When I thought that the story had to begin with my grandfather, I hated it, for I did not love my grandfather — he embodied cowardice and selfishness. My grandfather was afraid of everything, perhaps because his conscience reproached him so much after the death of my grandmother Marie Samaho, God rest her soul, of whom it was said, died because of him. My grandmother died before I was born, which was why my grandfather was imposed on my father — or my mother’s husband — to come and live with him in his house. I believe that the husband couldn’t bear it from the very first day, so he packed his things and fled the unbearable atmosphere of that house. He left because he never once felt that he was in a home of his own. The bed was not his bed and the life was not his life, and the woman was not his woman. My grandfather claimed that he had discovered by chance that my father, or my mother’s husband, was not Syriac but an Arab from Aleppo belonging to the Melkite Greek Catholic sect. Fine, what does that change? Where is the crime? And why did the cohno not discover the truth before his daughter married the man? My grandfather killed my father and trampled his shadow. Do you know, sir, that I do not possess a photo of my father? He was even torn out of the wedding pictures. Nothing remains of him — even his name is gone, because I bear my grandfather’s name. My identity card says that I am from the Abyad clan. So what am I supposed to say when even now I don’t know the difference between a person being Syriac or Arab. A person is a person, and we all come from Adam, and Adam came from dust. So why all these tricks? I do not understand my grandfather’s pains that made his mouth a graveyard of Christ’s language. What kind of foolishness is that? What, Christ does not understand Arabic, Greek, or Latin?

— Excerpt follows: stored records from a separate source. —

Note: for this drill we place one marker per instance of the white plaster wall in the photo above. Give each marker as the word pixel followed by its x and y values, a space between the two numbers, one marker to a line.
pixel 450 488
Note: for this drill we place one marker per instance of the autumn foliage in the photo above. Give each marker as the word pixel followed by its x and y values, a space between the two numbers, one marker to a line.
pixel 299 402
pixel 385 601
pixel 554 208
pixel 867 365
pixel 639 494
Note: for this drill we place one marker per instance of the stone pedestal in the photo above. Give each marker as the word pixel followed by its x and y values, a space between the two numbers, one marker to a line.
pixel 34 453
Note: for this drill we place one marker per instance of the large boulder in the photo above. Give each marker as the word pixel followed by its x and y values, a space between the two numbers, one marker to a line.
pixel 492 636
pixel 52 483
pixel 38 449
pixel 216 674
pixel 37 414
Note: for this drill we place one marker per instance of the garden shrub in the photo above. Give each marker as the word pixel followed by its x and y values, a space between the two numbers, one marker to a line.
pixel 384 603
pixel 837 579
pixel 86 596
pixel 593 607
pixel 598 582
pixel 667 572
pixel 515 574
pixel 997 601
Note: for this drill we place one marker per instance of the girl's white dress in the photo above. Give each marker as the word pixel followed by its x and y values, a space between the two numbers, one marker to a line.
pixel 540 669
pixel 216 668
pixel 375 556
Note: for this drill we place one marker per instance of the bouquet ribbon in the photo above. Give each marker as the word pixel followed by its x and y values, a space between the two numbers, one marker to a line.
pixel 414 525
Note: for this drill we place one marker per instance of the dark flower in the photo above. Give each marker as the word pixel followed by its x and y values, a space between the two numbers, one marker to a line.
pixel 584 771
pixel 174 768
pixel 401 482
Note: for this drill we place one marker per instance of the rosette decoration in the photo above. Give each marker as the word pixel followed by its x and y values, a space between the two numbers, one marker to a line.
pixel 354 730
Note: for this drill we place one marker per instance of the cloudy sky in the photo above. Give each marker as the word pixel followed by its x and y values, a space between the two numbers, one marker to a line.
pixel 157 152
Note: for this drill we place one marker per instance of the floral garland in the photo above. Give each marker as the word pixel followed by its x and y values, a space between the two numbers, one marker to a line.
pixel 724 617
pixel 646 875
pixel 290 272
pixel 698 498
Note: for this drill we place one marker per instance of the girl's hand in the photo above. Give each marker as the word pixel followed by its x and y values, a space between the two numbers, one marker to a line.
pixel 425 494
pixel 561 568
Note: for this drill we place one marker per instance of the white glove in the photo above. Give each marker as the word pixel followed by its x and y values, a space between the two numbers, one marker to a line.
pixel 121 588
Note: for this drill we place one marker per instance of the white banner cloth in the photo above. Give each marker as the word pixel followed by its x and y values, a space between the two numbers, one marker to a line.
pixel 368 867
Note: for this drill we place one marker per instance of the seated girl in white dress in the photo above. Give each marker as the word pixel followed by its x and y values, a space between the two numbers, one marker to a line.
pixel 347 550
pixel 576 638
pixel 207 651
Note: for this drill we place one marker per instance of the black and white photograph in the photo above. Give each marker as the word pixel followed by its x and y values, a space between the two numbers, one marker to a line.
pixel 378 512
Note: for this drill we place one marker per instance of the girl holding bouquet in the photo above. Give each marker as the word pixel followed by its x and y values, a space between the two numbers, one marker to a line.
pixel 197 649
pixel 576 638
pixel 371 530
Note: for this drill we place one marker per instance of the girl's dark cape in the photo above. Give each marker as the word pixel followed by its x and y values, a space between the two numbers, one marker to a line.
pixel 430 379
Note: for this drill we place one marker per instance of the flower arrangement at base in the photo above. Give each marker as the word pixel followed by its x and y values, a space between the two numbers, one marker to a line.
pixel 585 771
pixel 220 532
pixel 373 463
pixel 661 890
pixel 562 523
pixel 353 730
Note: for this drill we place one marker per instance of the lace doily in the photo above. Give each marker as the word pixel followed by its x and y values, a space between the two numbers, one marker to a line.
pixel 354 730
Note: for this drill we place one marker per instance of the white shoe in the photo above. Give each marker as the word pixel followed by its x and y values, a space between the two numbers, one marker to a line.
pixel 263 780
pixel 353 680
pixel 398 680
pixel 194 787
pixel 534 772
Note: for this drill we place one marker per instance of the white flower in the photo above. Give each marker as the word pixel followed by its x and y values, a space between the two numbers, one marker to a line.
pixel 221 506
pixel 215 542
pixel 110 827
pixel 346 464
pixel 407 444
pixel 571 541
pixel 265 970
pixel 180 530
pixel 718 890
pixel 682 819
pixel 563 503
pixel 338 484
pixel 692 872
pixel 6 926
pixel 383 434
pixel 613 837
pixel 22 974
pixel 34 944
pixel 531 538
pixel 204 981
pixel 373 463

My grandfather’s fear cannot be described. My mother said that it came from his childhood, as a result of the massacre that was committed in the village of Ain Ward at the beginning of the twentieth century. But I am not sure of anything. Perhaps my grandmother’s death was the cause. I heard the news of my grandmother from other people, not from my mother. My mother spoke only rarely of her mother, but I sensed the presence of a dark shadow hanging over the silent relations between my mother and grandfather. Suddenly silence would fall between them and they would converse without words. I understood that true dialogue between people goes on without talking. Words do not express things — they cover them over. Now, sir, I understand why writing is difficult for me, because what is being asked of me is that I cover up the story, and here I feel deficient, for whoever wants to write must possess a double text, he must dub speech over the silence. As to when speech is your life, you speak in silence.